Demi Puaskan Hasrat Seks, Bocah SD Curi Uang Untuk Main Threesome

Ilustrasi seks/bercinta.
Sumber :
  • Freepik/jcomp

VIVA Trending – Seorang Kriminolog Anak dari Universitas Indonesia (UI), Hanifa Hasna berbagi cerita soal pengalamannya saat menangani pasien.

Ia pernah mendapati salah satu kasus seksual yang melibatkan anak di bawah umur. Bukan untuk menakuti, ia berbagi cerita agar dijadikan pengalaman bagi setiap orang tua. Kasus tersebut adalah aktivitas seksual yang melibatkan tiga orang pada waktu yang sama atau threesome.

“Ada yang ekstrim itu, remaja threesome,” kata Hanifa Hasna, dikutip dari IntipSeleb bersumber tayangan YouTube Macan Idealis, Senin, 5 Juni 2023.

Kriminolog

Photo :
  • 1486320

“Horor ini ya, ada seorang anak masih SD tapi dia sudah melakukan hubungan seksual bertiga, dan itu anak perempuan, anak perempuannya yang mau. Waktu itu dia masih kelas empat SD,” lanjutnya.
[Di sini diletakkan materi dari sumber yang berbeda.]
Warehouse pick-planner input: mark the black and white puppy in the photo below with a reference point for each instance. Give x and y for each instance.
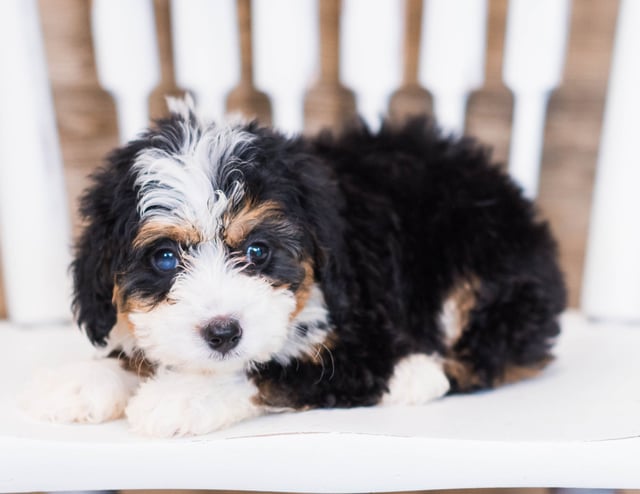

Kasus ini mulai terungkap setelah orang tua sang anak heran dengan tingkah anaknya yang kerap mencuri uang di rumahnya sendiri.

“Jadi gini, waktu itu ada seorang ibu yang datang mengadukan anaknya, anaknya bermasalah. Anaknya ini suka mencuri, nah ketika anak mencuri itu kan sudah ke arah kriminal. Lalu si ibu itu bilang, anak saya suka mencuri, apa yang harus dilakukan? Saya tanya dulu apa yang ibu sudah lakukan, biar apa yang saya sampaikan gak mubazir,” terang Hanifa.

“Menurut si ibu ini bukan bahaya, karena ini uang orang rumah tapi kalau ini dibiarkan bukan tidak mungkin akan merembet,” bebernya.

Hanifa pun penasaran, untuk apa siswi SD itu mencuri uang. Rupanya uang tersebut digunakan oleh anak SD itu untuk senang-senang bersama temannya main ‘threesome’.

“Saya tanya, uang itu untuk apa, untuk si A si B teman aku. Nah mereka gak minta. Lalu saya tanya, kenapa dikasih? Karena aku mau main sama dia, main bertiga,” cerita Hanifa.

Ilustrasi

Photo :
  • 619829

“Ya, ternyata dia sudah melakukan hubungan seksual, dua wanita satu laki. Dia bayar, karena si anak laki ini sudah mempelajari (cari keuntungan). Kejahatan inikan dipelajari ya,” pungkasnya.

Menurutnya, anak perempuan itu awalnya adalah korban. Namun lambat laun ia malah jadi pelaku. Hal ini karena ada beberapa faktor yang mempengaruhi tumbuh kembang anak, terutama adalah lingkungan.

“Jadi ternyata si anak perempuan ini awalnya korban yang berakhir jadi pelaku. Dia sudah merasakan, buktinya dia menikmati itu semua. Jadi ketika diinterview lanjutan, kok bisa ya padahal orang tuanya orang tua terpelajar,” kata Hanifa.

“Mereka tinggal di daerah yang tidak ada norma. Biasanya di kampung yang rumahnya berdekatan sekali. Sehingga terbiasa mendengar tetangga mengeluarkan kata-kata kasar, mendengar tetangga berantem, itu biasa. Itu daerah anomi. Nah itu kan potret masyarakat kita,” jelasnya.